Deepak Gupta, the attorney challenging the restrictions, argued that Virginia’s law affects not only individuals attempting to access personal information, but also businesses and media that compile public records. One of the challengers to the Virginia law ran an information services business and attempted to access Virginia’s tax assessment records for real estate, but was denied because he was a resident of California. By banning access to out-of-state companies, laws like Virginia’s “disrupt this national information market . . . and aversely interfere with a number of important commercial and government activities,” according to a brief filed with the Court by industries that rely on access public records.

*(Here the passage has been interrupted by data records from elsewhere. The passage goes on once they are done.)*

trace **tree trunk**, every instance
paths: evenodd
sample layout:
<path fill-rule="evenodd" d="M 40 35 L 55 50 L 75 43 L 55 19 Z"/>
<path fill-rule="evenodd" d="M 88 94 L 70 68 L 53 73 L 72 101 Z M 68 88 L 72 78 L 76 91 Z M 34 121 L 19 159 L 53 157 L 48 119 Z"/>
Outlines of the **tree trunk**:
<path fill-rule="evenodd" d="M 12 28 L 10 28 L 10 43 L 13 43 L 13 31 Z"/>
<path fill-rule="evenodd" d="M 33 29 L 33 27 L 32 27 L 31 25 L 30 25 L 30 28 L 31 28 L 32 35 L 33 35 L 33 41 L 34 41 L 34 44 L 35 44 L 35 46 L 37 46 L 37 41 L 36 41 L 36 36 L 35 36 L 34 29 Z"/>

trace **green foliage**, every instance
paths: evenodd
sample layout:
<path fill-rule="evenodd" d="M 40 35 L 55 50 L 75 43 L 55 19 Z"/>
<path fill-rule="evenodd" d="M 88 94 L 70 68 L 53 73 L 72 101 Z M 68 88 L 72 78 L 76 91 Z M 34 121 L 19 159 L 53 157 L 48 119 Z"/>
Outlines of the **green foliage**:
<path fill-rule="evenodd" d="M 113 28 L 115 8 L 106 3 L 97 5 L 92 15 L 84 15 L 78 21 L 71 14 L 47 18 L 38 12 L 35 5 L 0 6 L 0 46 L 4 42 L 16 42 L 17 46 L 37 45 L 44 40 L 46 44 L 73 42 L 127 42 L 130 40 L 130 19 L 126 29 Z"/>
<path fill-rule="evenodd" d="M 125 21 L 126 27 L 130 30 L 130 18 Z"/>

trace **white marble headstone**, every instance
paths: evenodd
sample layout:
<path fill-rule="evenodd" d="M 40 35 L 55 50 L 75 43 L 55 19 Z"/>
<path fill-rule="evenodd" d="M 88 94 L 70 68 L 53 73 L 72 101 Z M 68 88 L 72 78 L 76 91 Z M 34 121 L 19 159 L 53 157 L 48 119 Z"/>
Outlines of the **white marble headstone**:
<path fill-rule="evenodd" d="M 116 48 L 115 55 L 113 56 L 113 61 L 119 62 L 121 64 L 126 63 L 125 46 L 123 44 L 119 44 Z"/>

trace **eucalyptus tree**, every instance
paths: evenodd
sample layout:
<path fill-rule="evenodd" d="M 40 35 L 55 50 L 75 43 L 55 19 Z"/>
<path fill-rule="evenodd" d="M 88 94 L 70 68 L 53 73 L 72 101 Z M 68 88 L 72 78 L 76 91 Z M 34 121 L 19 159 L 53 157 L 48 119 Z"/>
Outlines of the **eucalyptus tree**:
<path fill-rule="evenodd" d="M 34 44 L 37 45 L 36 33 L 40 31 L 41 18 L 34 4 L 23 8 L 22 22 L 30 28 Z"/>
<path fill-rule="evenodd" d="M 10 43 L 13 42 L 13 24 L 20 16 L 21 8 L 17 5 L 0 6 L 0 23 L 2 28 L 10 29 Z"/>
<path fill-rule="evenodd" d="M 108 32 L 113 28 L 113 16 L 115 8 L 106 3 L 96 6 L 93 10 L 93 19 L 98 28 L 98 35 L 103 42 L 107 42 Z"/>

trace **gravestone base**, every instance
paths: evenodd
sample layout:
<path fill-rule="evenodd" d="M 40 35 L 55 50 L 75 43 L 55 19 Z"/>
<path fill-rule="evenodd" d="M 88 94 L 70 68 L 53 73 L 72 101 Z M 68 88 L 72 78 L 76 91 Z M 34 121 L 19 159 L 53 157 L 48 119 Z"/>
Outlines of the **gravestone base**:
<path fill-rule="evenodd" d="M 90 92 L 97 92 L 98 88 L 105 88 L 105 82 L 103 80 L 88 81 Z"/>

Business could still access the records, but faced barriers to doing so. As several of the justices pointed out, a non-resident of Virginia could still obtain the records if they hired a Virginia resident to request them. Chief Justice John Roberts wondered why the state did not simply allow everyone to access the records if they could get them anyway and Virginia could recoup the costs. “It doesn’t seem like that big a deal,” he said.

Virginia’s State Solicitor General E. Duncan Getchell, Jr. argued in defense of the commonwealth’s law. He stated that there was a cost to maintain and build the database of records. Even though the database already exists for Virginia residents and would not add costs, Associate Justice Antonin Scalia noted that Virginia taxpayers did fund the construction of the information bank. Scalia pondered why the commonwealth could not limit access to benefits from a service created by Virginians. “Is it the law,” he asked, “that the State of Virginia cannot do anything that’s pointless? Only the federal government can do stuff that’s pointless?”

Getchell argued that the law should be upheld because it was not written as a law to affect businesses, but as a civic measure to allow Virginians monitor their own government. Scalia argued that it was okay to limit the records because Virginia only wanted its own residents to “muck” around in its government. Gupta responded to this reasoning, arguing, “You don’t look to uncover the original legislative purpose. You look to whether there is discrimination.”

Gupta also argued that these limitations could not stand because “like lawyers depend on courthouses or truckers depend on roads, [the data collection] industry depends on access to the public archives.”

The challengers to the law argued that these laws run afoul of a constitutional provision known as the Privileges and Immunities Clause. This prevents a state from discriminating against fundamental rights of citizens from other states in favor of its own citizens. The Court has also found under the Constitution’s Commerce Clause that states cannot discrimination against outside citizens in engaged in business in their state.

Getchell opened his argument by saying that the purpose of the statute is political, not commercial. In response to a question from Associate Justice Anthony Kennedy asking if there was no commercial value to the records, Getchell reiterated this claim. “I am totally agnostic on this record because we don’t have any data on that,” he said. “This was not a regulation of commerce, it is a governmental action.”

After the argument, reporter Lyle Denniston of SCOTUSblog suggested Getchell’s refusal to acknowledge that public records have an effect on commerce may be costly. Denniston said he had “put his case in considerable jeopardy by pretending not to know something that most of the Justices seemed to treat as obvious.”

According to The New York Times, an analysis of the Supreme Court under Roberts shows the Court to favor striking down economic regulations, but less likely to vote for people claiming discrimination or violation of their civil rights.

Brian Wolfman, one of the attorneys asking to strike down the restrictions, said after the oral argument that a broader appeal for a right to access information was not needed if the Court would strike down the law due to its effect on business. He thought that the effect on commerce was a stronger argument since the Court has become business oriented.

With the Court becoming more business-oriented in recent years, the law’s challengers seized the opportunity to underscore the law’s unfair impact on business, while Virginia stuck with its original position that the law was a political initiative. If the Court decides to strike the law down as unconstitutional, it will be because the challengers realized how to appeal to this current Court’s economic sensitivities.

1 comment:

  1. This really makes an otherwise confusing case clear. When you understand that information = $$, it all makes sense.